Tackling unruly behaviour early tied to less drug abuse in teens

Correcting anti-social behaviour from children at a young age could help prevent drug or alcohol abuse later on in their life, according to a new study published Thursday.

Two-year intervention program key to lessening substance abuse problems

The intervention programme included social skills training for the boys at school as well as parent training. (Pawel Dwulit/Canadian Press)

Correcting anti-social behaviour from children at a young age could help prevent drug or alcohol abuse later on in their life, according to a new study published Thursday.

In an effort to determine whether a two-year prevention program in childhood could stop substance misuse problems in adolescence, Canadian researcher Natalie Castellanos-Ryan, from Université de Montréal and Centre Hospitalier Universitaire Sainte Justine sampled 172 boys, all with disruptive behaviour and from low socio-economic backgrounds.

There were 46 boys between the ages of 7 to 9 who took part in the intervention programme with their parents. The programme included social skills training for the boys at school, which helped promote self-control and reduce their impulsivity and antisocial behaviour, as well as parent training to help parents recognise problematic behaviour in their boys and set clear objectives for them.

A further 42 boys received no intervention and acted as the control group.

The remaining 84 boys were assigned to an intensive observation group, where their families were visited in their homes by researchers, attended a half-day laboratory testing session, and were observed at school. They received no intervention.

All the boys were followed up until the age of 17 to assess their use of drugs and alcohol. 

The researchers found that levels of drug and alcohol use after adolesence were lower in those boys who received the intervention. This continued through the boys’ teen years up to the end of their time at high school.

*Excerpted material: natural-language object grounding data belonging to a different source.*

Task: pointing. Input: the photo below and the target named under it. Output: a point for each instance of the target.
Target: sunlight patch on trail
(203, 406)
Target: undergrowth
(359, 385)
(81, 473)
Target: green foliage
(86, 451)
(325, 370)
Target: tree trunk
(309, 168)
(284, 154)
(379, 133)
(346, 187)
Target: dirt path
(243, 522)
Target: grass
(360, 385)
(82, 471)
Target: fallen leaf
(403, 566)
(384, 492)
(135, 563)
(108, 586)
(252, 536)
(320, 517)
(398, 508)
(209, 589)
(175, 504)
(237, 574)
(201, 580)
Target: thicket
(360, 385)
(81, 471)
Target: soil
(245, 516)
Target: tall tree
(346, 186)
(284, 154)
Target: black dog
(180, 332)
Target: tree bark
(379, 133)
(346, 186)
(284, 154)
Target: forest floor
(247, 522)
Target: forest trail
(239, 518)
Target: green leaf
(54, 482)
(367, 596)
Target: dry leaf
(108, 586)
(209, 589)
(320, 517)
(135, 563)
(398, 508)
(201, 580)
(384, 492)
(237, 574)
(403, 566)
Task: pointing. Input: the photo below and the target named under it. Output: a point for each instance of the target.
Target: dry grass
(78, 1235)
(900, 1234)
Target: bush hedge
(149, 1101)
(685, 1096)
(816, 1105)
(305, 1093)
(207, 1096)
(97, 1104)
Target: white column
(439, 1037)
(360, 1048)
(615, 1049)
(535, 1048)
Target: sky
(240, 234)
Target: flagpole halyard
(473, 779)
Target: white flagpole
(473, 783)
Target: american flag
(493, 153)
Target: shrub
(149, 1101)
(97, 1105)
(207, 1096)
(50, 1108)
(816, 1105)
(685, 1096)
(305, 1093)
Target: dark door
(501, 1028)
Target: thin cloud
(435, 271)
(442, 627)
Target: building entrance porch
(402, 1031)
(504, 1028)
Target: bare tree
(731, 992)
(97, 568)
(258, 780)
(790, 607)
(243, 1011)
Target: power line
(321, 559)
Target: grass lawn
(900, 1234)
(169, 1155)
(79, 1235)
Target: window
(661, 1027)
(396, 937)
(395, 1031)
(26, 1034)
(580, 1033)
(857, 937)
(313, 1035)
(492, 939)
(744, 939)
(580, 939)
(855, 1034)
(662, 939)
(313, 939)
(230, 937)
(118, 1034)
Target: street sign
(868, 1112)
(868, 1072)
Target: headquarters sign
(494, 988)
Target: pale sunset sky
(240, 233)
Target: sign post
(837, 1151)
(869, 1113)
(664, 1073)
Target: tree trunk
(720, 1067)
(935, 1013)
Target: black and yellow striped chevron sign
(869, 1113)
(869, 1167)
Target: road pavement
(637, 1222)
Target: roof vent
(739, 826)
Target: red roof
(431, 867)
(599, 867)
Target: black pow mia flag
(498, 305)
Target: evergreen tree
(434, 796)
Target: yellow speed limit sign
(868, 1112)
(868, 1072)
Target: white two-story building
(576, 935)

Dr Castellanos-Ryan said: "The intervention appeared to work because it reduced the boys’ impulsivity and antisocial behaviour during pre-adolescence – between the ages of 11 and 13.

"Our study suggests that by selectively targeting disruptive behaviours in early childhood, and without addressing substance use directly, we could have long-term effects on substance use behaviours in later life."

More research is now needed to examine how these effects can generalize to girls, and to explore aspects related to the cost and benefit of this type of intervention, she added.

The study was published online in the British Journal of Psychiatry.